In complete agreement with Sasaki's observation, we would like to add that a constitutional supernumerary X chromosome may also protect against the same tumor. An extensive review of the literature on constitutional chromosomal anomalies associated with a neuroblastic tumor (2) revealed that TS accounted for 12 of the 45 published cases (26%). On the contrary, we could not find a single published case of Klinefelter syndrome (KS), i.e., XXY or triple-X syndrome (TXS), that exhibited a neuroblastic tumor. Furthermore, a computerized search on MEDLINE and Biosis using the key words “Klinefelter syndrome,” “XXY karyotype,” or “triple-X syndrome” and “XXX karyotype” combined with the key words “neuroblastoma,” “ganglioneuroblastoma,” and “ganglioneuroma” was negative. It is clear that patients with KS are more prone to cancers such as leukemias, germ cell tumors, prostate tumors, and breast tumors (3,4); other tumors such as leukemias and gonadal tumors have also been described with TSX (4). This suggests that the lack of peripheral neurogenic tumors may be specifically associated with a supernumerary X chromosome.
Assuming a neutral effect of a constitutional karyotype with a monosomy or a supernumerary X chromosome, one would expect the same frequency of neoplasms in TS, KS, and TSX syndromes. There are 12 published cases of patients with TS (1 of 4,091 live-born girls) (5) with neuroblastic tumors. Therefore, we would expect many more patients with KS (1 of 969 live-born boys) (5) or TXS (1 of 909 live-born girls) (5). However, to our knowledge, such an association has not been reported. This negative finding may be explained by an underreporting of tumors occurring during infancy because the definite genetic diagnoses of KS and TSX are usually made in adolescence and early adulthood. However, this is not likely because many tumors of various types (leukemias, germ cell tumors, carcinomas, and others) are reported in KS. In addition, a rare tumor of early childhood such as retinoblastoma has been reported both in KS and TXS (6). Therefore, we believe that the lack of case reports of neuroblastoma and related tumors in those syndromes is not a chance event, but is related to the genetic background.

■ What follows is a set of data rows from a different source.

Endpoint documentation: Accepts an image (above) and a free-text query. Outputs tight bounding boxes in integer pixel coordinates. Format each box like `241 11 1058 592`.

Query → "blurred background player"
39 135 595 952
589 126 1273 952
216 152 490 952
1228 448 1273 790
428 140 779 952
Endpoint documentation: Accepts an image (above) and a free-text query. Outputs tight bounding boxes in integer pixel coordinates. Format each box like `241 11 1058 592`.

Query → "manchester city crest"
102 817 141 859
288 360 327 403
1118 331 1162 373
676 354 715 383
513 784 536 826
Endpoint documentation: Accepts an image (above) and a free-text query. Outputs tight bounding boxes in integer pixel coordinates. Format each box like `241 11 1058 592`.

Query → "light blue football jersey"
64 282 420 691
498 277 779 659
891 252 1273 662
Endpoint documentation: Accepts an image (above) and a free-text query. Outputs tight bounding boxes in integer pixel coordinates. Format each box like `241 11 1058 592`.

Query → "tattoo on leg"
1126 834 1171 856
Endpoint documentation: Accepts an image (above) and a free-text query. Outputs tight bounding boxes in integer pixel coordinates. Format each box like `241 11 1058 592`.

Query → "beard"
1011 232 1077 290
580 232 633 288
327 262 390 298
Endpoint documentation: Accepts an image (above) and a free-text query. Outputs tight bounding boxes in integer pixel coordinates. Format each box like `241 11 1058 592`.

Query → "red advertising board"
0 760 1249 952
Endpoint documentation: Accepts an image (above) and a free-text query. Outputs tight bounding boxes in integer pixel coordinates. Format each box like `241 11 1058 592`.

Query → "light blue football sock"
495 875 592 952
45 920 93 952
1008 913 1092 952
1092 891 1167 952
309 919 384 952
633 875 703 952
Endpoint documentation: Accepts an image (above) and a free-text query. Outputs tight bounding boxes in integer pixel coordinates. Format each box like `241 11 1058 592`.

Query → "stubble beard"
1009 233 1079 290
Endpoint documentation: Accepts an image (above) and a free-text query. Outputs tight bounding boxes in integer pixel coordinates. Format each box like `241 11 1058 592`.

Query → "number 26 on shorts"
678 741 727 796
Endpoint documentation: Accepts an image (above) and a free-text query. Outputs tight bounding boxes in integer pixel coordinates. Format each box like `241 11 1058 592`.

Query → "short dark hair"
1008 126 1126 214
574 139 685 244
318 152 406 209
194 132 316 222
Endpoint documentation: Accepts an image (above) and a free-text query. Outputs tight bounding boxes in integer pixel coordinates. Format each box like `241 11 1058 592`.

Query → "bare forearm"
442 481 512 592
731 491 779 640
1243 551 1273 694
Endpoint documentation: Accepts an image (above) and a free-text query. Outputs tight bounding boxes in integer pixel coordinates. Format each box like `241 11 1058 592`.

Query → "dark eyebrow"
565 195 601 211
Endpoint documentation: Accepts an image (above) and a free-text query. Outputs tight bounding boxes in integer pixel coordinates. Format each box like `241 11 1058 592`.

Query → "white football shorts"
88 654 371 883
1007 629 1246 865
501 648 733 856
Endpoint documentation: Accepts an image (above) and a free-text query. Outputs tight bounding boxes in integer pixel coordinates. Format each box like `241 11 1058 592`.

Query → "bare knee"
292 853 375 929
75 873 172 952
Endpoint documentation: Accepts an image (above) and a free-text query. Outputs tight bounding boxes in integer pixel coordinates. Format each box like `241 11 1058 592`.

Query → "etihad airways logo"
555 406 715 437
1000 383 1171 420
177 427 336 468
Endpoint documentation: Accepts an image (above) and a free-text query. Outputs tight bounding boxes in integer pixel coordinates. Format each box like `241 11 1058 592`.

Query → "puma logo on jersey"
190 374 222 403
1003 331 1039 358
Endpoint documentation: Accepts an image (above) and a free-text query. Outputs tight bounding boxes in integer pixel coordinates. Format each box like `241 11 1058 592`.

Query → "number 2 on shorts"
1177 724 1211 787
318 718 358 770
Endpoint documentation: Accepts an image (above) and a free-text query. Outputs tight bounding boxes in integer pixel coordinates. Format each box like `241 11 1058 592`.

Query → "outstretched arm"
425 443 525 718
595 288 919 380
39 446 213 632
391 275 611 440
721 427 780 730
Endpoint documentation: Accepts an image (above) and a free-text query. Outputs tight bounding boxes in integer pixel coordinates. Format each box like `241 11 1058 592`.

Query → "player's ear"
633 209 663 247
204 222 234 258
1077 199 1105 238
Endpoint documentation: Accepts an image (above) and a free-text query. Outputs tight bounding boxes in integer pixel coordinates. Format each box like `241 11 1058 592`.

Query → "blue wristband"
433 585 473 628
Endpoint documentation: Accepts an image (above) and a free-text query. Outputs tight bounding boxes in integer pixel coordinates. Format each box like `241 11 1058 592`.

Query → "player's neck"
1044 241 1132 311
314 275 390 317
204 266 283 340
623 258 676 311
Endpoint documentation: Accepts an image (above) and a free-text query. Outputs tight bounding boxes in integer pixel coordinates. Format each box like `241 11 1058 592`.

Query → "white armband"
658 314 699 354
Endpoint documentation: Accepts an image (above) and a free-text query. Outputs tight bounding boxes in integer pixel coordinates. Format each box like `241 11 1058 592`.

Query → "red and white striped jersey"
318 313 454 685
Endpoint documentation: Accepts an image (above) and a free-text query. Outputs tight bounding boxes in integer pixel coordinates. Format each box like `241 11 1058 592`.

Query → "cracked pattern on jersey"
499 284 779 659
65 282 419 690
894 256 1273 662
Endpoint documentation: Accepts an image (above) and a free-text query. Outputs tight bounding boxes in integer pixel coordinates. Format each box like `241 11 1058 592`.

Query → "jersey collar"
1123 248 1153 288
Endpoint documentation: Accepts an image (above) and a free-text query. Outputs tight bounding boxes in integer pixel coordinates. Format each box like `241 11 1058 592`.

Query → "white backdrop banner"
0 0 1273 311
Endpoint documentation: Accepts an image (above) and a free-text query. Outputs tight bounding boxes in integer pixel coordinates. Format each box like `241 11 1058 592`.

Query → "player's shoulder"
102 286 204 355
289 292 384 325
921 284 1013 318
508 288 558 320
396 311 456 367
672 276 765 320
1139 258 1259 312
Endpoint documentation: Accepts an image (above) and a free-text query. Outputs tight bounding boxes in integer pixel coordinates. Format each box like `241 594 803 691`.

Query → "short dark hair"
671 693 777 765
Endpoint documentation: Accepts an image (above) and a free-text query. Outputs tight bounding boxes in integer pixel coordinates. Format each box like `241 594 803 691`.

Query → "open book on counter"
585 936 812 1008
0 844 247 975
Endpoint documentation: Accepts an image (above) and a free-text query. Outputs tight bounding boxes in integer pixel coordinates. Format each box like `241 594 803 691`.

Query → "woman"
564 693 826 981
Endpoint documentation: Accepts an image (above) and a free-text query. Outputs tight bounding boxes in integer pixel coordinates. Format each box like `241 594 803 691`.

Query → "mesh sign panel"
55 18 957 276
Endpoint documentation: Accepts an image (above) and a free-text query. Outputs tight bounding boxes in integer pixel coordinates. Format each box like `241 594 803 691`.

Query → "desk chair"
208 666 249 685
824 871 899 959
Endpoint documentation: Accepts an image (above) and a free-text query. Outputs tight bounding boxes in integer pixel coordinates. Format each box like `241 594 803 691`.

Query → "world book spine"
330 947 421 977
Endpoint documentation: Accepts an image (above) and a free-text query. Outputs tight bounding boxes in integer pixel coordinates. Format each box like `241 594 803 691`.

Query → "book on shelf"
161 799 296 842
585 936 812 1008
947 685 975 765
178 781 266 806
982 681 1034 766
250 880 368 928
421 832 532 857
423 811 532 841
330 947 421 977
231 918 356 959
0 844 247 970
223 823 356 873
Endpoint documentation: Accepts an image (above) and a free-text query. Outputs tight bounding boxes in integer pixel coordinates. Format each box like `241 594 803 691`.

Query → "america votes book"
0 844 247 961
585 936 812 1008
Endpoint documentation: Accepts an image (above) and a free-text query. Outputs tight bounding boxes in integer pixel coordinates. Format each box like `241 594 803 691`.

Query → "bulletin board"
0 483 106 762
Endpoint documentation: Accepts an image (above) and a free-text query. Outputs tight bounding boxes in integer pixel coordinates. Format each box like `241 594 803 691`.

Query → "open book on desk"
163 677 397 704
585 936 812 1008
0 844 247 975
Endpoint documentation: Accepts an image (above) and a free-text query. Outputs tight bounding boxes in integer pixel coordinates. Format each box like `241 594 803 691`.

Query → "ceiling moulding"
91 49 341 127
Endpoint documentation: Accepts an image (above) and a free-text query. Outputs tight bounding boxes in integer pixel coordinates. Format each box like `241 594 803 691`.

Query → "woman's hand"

According to Plantaz's data (7), a whole X chromosome loss was found by comparative genomic hybridization in 18 of 116 (16%) stage 1, 2, 3, or 4S neuroblastic tumors. These stages are known to be prone to undergo neuronal differentiation and to be associated with a favorable clinical prognosis. By contrast, no complete or even partial X chromosome loss was observed among 83 stage 4 tumors (P = 0.0002). A loss of function of genes located on X chromosome could provide to abnormal proliferative neuroblasts either an advantage over acquisition of malignant phenotype or an ability to undergo differentiation, or, even alternatively, apoptosis. As a matter of fact, and importantly, half (6 of 12) of the tumors in patients with TS were ganglioneuromas, a rare neuroblastic tumor of good prognosis, and were made of fully differentiated ganglionic sympathetic cells. By contrast, this form was exceptional (1 of 33) among the other groups of constitutional karyotype anomalies containing trisomies, balanced translocations, and unbalanced structural abnormalities of autosomes (P = 0.0004).